The talks resumed despite Japan's agreement in principle to apply the same sanctions adopted yesterday by the nine nations of the European Common Market.
Last month Iranian Oil Minister Ali Akbar Moinfar said Iran would refuse to sell oil to any nation applying sanctions against it.
Oil purchases were officially exempted from the European sanctions. But a gentleman's agreement amounting to informal sanctions has discouraged buying Iranian crude for the past month. The main objection has been that Iran's $35-a-barrel price was far higher than that charged by other members of the Organization of Petroleum Exporting Countries for comparable oil.
Considerable optimism was expressed in National Iranian Oil Co. circles that the dozen Japanese companies now negotiating would be compelled to accept the full Iranian asking price.

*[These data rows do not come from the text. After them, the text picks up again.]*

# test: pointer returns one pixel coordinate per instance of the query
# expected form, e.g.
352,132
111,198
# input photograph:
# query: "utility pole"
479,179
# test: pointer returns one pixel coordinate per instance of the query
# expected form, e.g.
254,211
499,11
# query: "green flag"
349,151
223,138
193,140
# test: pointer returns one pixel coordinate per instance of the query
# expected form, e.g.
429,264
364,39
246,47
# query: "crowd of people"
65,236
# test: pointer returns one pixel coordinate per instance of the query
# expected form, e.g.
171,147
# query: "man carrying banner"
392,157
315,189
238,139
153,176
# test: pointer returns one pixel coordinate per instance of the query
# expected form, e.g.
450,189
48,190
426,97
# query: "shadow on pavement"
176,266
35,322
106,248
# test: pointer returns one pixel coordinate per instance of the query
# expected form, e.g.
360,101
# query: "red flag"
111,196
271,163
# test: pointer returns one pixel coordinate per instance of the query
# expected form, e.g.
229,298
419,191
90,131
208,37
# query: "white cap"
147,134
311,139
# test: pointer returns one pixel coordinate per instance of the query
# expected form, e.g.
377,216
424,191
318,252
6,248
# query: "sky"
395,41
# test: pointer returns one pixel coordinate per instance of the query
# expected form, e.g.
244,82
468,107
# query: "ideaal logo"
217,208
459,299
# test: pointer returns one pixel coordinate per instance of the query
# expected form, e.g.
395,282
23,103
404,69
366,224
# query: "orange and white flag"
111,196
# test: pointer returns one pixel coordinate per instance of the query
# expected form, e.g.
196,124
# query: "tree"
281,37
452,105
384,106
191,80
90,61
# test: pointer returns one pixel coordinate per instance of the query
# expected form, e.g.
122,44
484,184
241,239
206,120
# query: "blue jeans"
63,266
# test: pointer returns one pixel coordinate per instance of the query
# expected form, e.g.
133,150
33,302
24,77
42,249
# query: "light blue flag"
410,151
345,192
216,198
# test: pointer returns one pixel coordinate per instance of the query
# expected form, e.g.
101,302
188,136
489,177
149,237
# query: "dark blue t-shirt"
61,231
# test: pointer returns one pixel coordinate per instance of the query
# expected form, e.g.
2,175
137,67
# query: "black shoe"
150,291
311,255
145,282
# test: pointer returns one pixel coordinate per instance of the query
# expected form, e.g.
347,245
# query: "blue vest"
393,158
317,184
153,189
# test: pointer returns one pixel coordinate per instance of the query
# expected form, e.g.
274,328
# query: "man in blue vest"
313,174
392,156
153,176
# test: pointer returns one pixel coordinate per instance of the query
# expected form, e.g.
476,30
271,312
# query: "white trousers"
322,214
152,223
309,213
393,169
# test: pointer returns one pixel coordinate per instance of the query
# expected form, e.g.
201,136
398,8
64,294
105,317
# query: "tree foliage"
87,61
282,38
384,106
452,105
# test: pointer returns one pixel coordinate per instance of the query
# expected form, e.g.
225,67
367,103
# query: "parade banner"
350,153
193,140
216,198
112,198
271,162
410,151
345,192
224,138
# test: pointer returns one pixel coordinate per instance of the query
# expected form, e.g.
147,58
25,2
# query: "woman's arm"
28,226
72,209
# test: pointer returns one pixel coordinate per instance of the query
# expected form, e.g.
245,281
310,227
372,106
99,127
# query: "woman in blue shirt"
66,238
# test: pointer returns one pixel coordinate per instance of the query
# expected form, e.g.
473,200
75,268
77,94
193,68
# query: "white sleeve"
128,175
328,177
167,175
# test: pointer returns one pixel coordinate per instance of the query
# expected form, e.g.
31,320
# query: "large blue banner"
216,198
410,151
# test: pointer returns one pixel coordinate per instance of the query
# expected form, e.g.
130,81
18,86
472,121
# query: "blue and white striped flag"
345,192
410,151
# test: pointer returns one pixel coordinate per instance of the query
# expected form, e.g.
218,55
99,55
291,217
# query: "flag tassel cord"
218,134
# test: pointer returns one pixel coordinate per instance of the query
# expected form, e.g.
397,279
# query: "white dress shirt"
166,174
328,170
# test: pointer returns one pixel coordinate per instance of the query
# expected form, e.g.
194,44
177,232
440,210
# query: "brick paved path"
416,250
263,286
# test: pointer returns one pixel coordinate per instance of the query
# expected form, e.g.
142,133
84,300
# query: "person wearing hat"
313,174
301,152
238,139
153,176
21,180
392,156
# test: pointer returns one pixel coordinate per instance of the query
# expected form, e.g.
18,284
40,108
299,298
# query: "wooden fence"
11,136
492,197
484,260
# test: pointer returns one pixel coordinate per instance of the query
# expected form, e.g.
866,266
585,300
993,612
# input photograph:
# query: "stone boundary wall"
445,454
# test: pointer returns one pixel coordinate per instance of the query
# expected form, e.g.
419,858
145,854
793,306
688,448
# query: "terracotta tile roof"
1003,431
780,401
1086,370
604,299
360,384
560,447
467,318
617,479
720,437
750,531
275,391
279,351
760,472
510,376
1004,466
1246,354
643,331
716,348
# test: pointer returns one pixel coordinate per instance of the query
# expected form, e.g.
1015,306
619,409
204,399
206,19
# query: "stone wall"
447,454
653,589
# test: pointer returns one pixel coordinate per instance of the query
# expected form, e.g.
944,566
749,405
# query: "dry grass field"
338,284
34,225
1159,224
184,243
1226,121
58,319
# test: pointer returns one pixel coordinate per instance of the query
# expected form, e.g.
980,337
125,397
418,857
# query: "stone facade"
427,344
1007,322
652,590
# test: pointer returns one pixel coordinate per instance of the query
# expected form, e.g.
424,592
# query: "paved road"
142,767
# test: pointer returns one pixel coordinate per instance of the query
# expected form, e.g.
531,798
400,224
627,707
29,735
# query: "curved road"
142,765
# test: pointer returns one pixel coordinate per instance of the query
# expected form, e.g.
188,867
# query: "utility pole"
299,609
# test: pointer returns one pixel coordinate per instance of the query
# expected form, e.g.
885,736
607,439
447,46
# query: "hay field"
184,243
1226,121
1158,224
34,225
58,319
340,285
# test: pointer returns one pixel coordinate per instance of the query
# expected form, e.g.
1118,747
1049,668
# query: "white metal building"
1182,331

The price led to suspension of sales negotiations with the Japanese firms in mid-April.
Resuming sales of the 530,000 barrels a day once sold to Japan would almost double Iran's crude exports and provide badly needed foreign exchange to keep the sagging economy going.
Buoying Iranian oilmen were the latest price increases by Saudi Arabia and Mexico, sources said.
Although Iran says it exports nearly 1 million barrels a day, oil analysts can trace only 611,500 barrels a day in term contracts, and Iranian officials say no more than 100,000 barrels a day is sold on the spot market.
Japanese companies, British Petroleum and Royal Dutch Shell together purchased more than 800,000 barrels a day until March 31.
Now about a third of Iran's oil exports are believed to go to communist countries.
China, the most recent customer, signed up for a 30,000 barrel a day deal.
Developing nations account for about half Iran's sales and the rest goes to neutral Western European countries such as Finland and Sweden.
Meanwhile, Iran has begun canceling agreements with its traditional Japanese and Common Market member banks for oil revenue handling agreements. j
Their place is being taken by two Swiss banks, one Austrian and one Swedish bank and the offshore branch of the State Bank of India located in Bahrain.
The move was dictated by fears that economic sanctions could eventually include further controls by U.S. allies on Iran's foreign-held assets.